Армия, хранительница и защитница родины и народа в последней инстанции, позволила себя разрубить, как тушу, на куски сепаратистскими топорами. Генералитет погряз в кор­рупции, офицерский корпус мечется в отчаянии перед угро­зой увольнения и нищеты, новобранцы под любым предлогом уклоняются от службы, солдаты бегут.

Те, кто в поте лица добывает хлеб свой насущный, погло­щены заботой о каждодневном выживании, они устали от лже­пророков, поражены понятным глубоким неверием и апатией.

Ныне власти предержащие даже формально исключили их из числа привилегированных слоев общества. Слова «трудящие­ся», «трудовой народ», «рабочий класс» теперь почти не упот­ребляются, они находятся под подозрением.

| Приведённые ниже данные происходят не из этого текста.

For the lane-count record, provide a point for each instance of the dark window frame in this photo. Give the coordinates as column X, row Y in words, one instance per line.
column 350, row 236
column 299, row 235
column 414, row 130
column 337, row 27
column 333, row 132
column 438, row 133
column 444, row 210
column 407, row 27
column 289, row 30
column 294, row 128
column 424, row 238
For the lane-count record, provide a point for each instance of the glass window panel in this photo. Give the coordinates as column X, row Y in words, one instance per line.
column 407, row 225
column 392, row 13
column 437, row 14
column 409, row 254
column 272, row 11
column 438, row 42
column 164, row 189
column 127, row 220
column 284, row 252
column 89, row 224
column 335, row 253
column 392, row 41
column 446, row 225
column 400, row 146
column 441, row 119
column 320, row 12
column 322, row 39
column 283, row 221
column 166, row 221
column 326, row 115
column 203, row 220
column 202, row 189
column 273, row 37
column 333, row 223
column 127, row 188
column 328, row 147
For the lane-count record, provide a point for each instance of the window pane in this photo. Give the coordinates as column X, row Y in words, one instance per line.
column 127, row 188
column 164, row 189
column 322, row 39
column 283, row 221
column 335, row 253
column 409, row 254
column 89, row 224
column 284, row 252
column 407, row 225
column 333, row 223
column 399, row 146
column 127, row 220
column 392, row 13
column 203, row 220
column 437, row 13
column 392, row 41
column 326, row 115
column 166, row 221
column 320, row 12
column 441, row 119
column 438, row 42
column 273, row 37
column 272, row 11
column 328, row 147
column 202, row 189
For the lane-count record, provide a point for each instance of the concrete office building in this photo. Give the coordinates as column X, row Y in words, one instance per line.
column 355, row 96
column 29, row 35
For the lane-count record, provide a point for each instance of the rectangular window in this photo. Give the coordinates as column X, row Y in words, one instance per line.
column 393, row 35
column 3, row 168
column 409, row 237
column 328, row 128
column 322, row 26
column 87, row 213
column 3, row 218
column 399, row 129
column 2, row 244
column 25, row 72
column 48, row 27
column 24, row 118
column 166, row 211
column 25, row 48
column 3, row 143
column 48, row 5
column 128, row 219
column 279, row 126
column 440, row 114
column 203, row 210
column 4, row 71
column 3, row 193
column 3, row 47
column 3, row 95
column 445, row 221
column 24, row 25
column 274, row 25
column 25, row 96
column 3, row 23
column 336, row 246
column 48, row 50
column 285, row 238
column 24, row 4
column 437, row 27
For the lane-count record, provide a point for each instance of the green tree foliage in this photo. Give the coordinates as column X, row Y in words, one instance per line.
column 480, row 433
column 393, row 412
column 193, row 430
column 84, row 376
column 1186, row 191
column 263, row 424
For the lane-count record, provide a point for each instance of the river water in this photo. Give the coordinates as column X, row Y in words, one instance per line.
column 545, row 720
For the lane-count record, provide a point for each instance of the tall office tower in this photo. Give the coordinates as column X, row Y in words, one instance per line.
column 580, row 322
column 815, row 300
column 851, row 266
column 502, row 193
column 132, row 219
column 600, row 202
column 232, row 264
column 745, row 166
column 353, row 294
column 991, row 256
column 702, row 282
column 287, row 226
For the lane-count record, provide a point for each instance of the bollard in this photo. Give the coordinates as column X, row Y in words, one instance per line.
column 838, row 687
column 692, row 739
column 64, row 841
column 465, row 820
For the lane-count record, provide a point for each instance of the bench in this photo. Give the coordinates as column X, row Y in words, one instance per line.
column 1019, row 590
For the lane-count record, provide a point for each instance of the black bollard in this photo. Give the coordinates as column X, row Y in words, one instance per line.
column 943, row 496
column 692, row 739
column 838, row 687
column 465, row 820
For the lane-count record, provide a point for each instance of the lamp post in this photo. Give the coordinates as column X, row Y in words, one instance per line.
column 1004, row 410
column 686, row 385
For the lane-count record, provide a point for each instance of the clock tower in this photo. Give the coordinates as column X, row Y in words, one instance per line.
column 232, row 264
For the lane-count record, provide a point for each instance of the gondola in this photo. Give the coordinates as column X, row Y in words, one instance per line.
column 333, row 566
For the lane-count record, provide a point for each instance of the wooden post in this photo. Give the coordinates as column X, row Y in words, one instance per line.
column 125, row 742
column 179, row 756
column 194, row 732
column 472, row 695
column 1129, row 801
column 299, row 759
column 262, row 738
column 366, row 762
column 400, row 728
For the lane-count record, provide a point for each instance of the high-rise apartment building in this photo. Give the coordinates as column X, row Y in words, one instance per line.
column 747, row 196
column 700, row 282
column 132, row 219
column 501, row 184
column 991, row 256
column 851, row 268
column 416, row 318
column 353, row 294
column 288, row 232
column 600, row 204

Наш народ, наше государство, наше Отечество постигла беда, сравнимая разве что с татаро-монгольским нашестви­ем. Мы переживаем время глубокой духовной депрессии, чего не было даже в самые тяжелые периоды Великой Отечествен­ной войны. Слово «патриот» стало почти ругательным в про­дажной печати. Трещит и грозит рассыпаться тысячелетняя Россия, завещанная нам десятками поколений наших пред­ков. А вынесенные на самый верх власти новые политики ве­дут нескончаемую распрю за право быть абсолютным пове­лителем на национальном пожарище. Неужто не помнят они притчу о суде Соломоновом, когда царь повелел разрубить пополам ребенка, право на которого оспаривали две женщи­ны, но тогда подлинная мать закричала: «Не смейте рубить, от­дайте лучше ей!» И Соломон велел отдать дитя его настоящей родительнице.

Антон Иванович Деникин в «Очерках русской смуты» вспо­минает слова генерала А. Ф. Рагозы, командовавшего в 1917 году румынским фронтом, который, как бы заглядывая вдаль, печаль­но сказал: «Видимо, русскому народу Господь Бог судил погиб­нуть, и поэтому не стоит бороться против судьбы, а, осенив себя крестным знамением, терпеливо ждать ее решения».

Не могу принять такой путь. Убежден, что все наши беды и хвори не присущи самому народу, от природы доверчиво­му, щедрому, доброму. Мы стали жертвами политиков, гениев-самозванцев, их холуев-аллилуйщиков. Нам бы побольше са­моорганизации, здорового критицизма к претендентам в во­жди, гражданской сознательности и активности.

Россия может возродиться, если процесс пойдет снизу, от народа. Сверху ждать ничего не приходится!